As a QA automation stakeholder, I want as LITTLE VARIATION AT RUNTIME as possible

  • Any bug in the framework at run-time is extremely expensive
  • Strongly-Typed languages FORCE self-documenting code
    • This does what exactly?
      • var a = 12345
      • var b = "6789"
      • var c = a +b;
    • The tester's intent is absolutely clear, so we know if its automation bug or product bug if an evaluation fails
      • int a = 12345;
      • String b = "12345";
      • int c = a + b; <-- results in compilation error
        • this problem is resolved BEFORE the test logic is assumed correct & used for test
    • LOGIC ERRORS IN TEST FRAMEWORK CAUSE FALSE POSITIVES
      • This is lethal... product goes out with catastrophic datatype or logic errors whose values are happily consumed by the scripting language and frustrating to debug
      • Even if false positives are produced by Strongly-Typed language, the debugging process is trivial because the code is very explicit on its intent.
        • Engineer has an opportunity to understand coder's intent & can evaluate if that intent is faithful to the test case directive.
  •  

When Interpreted Scripting Language Make Sense for 'Testing'

If the choice is between 'no test' & 'test in native language', then the business case is there to use scripting languages( interpreted languages ) to 'extend the product' to be 'self-testing' using the native language. Keep in mind that EVEN IF SAME LANGUAGE USED for development & automation test, THE TEST TOOL MUST BE AUTONOMOUS with no dependency or shared resources with the SUT ( System Under Test ). If there is ANY affiliation between SUT & Automation, it will be considered WhiteBox....and possibly Unit Testing. When QA performs an evaluation, it MUST occur on the product in its 'production state'. This given, seems that unit test automation SHOULD be in the native product language to facilitate WhiteBox capability & developer involvement with developer best practices.

 

QA Engineers May Not Be Software Developers

Strongly-Type Compiled Languages for programmers to adhere to stricter standard with their code. You'll have to make a conscious decision to do something wrong - the compiler won't fix bad ideas, just bad assignments & evaluations.... Upon a compilation error, the programmer must decide if the data type assignment should be a String or Integer and commit with all the dependencies. Scripting languages will swallow integers as strings, so if an error arises, one must debug both the application AND the automation framework.
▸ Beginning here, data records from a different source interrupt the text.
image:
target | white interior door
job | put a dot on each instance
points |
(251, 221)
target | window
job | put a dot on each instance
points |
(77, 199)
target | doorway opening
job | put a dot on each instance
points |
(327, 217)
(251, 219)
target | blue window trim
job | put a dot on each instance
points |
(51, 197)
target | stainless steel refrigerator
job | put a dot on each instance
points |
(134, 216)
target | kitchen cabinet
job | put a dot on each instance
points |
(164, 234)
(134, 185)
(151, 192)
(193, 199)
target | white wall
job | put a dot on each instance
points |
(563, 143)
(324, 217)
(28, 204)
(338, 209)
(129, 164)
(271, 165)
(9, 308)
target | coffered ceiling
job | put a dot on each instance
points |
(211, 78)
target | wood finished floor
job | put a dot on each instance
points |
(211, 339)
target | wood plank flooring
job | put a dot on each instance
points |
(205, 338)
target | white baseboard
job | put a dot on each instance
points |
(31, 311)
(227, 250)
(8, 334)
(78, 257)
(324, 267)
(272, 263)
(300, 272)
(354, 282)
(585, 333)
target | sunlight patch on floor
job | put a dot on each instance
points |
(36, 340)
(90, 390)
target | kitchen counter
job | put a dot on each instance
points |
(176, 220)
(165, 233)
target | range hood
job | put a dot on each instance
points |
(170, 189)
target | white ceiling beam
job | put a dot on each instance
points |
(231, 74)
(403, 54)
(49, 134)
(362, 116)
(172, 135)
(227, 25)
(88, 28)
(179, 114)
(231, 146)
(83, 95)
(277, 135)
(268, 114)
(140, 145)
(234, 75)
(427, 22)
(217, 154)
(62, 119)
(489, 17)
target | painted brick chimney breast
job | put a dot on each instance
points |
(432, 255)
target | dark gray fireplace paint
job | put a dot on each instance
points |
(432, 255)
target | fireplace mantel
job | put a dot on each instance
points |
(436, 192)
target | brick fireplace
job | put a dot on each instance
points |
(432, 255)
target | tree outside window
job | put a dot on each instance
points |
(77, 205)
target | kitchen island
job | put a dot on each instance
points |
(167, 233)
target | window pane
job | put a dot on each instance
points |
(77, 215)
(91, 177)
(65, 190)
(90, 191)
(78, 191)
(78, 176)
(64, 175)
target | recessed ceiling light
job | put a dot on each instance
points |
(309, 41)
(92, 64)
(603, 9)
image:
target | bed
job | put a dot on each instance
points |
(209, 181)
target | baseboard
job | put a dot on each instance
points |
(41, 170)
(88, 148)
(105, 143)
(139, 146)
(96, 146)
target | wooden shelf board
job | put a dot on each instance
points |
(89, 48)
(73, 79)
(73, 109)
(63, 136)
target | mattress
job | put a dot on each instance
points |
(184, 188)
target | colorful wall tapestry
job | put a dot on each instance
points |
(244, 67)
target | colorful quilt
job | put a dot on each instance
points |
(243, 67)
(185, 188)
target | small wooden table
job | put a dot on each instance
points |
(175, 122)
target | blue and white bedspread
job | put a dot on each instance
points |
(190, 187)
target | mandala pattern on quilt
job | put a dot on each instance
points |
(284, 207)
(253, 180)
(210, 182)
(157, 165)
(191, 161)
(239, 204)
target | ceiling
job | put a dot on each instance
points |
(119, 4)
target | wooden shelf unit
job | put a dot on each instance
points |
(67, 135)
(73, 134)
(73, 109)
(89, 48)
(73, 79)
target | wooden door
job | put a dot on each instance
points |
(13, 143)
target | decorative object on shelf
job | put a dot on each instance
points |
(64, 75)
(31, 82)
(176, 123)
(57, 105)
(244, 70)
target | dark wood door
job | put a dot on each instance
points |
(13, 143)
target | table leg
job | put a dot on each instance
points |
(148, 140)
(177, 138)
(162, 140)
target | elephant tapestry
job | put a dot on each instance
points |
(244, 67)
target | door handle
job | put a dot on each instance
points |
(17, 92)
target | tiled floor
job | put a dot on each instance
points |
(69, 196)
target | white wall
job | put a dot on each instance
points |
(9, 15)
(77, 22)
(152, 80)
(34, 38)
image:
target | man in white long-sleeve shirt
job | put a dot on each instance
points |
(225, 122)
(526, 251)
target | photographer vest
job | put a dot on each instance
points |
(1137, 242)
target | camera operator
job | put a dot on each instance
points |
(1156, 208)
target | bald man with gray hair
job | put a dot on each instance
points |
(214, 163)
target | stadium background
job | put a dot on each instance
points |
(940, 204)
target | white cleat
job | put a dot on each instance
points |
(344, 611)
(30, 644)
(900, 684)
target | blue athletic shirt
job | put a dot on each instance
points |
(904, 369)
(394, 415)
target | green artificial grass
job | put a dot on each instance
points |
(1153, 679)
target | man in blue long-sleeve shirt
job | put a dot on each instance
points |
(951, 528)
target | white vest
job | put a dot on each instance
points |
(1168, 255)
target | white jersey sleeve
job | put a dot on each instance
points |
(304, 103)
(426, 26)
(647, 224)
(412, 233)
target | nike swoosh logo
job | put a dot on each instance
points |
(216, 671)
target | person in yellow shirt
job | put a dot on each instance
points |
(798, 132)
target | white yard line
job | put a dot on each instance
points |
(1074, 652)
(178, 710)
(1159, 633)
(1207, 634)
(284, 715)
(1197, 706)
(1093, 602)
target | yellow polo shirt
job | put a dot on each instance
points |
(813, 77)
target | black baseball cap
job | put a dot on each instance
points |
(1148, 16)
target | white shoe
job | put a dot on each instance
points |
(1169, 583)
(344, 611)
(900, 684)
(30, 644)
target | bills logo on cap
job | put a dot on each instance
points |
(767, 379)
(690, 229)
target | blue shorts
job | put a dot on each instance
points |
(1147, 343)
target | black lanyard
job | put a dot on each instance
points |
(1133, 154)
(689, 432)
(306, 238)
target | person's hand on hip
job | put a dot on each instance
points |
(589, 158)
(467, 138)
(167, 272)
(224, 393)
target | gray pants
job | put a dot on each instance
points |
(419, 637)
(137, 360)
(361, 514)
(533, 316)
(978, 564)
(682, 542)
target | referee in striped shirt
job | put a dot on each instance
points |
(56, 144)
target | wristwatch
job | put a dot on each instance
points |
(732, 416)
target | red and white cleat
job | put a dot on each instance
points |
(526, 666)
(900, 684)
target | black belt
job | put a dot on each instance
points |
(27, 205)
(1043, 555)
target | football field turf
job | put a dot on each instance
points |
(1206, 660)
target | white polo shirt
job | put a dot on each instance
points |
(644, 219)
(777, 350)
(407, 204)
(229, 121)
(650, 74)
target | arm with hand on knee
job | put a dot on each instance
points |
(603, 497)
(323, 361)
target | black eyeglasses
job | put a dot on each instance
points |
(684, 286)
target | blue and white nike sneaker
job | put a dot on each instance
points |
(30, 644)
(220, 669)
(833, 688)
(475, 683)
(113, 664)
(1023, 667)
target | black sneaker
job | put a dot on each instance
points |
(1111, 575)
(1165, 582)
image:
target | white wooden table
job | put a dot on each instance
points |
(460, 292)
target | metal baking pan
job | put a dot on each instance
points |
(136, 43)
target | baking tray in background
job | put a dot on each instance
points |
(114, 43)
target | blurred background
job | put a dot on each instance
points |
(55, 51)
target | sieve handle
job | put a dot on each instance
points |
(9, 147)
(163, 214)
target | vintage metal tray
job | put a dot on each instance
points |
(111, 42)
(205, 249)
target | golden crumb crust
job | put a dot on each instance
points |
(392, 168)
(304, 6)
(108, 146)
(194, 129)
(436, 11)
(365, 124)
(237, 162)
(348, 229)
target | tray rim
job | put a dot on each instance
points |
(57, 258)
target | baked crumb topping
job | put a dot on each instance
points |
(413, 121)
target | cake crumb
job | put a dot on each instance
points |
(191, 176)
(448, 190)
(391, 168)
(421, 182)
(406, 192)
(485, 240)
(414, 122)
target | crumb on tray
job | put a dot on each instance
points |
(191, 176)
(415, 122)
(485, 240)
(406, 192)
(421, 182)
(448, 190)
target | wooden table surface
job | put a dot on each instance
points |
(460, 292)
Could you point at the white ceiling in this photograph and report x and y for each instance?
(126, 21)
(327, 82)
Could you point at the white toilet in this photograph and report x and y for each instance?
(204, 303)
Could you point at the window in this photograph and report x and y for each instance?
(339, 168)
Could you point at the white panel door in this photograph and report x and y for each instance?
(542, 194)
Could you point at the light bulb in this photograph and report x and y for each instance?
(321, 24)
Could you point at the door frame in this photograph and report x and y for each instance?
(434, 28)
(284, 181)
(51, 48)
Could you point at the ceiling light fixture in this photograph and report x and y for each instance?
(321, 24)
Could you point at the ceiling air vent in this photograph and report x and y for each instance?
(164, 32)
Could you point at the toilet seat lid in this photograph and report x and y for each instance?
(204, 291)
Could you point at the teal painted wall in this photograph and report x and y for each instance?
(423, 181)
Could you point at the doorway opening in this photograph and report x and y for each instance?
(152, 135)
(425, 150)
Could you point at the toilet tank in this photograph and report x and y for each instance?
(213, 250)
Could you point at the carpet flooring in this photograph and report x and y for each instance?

Java ecosystem is largely free for non-enterprise, often used in introduction programming classes, has a hardened compiler that has been revisioned & used by the most intense environments in business, has a huge user base, has a massive population of HARDENED libraries, & has implementation in nearly all IDE & testing solutions. As such, the entrance criteria for ramping up test teams is lowered considerably when the dev environment only includes a path reference. Many scripting langauages require some sort of multi-layered client or server environment that MUST be up & running to provide the interpreter during RUNTIME.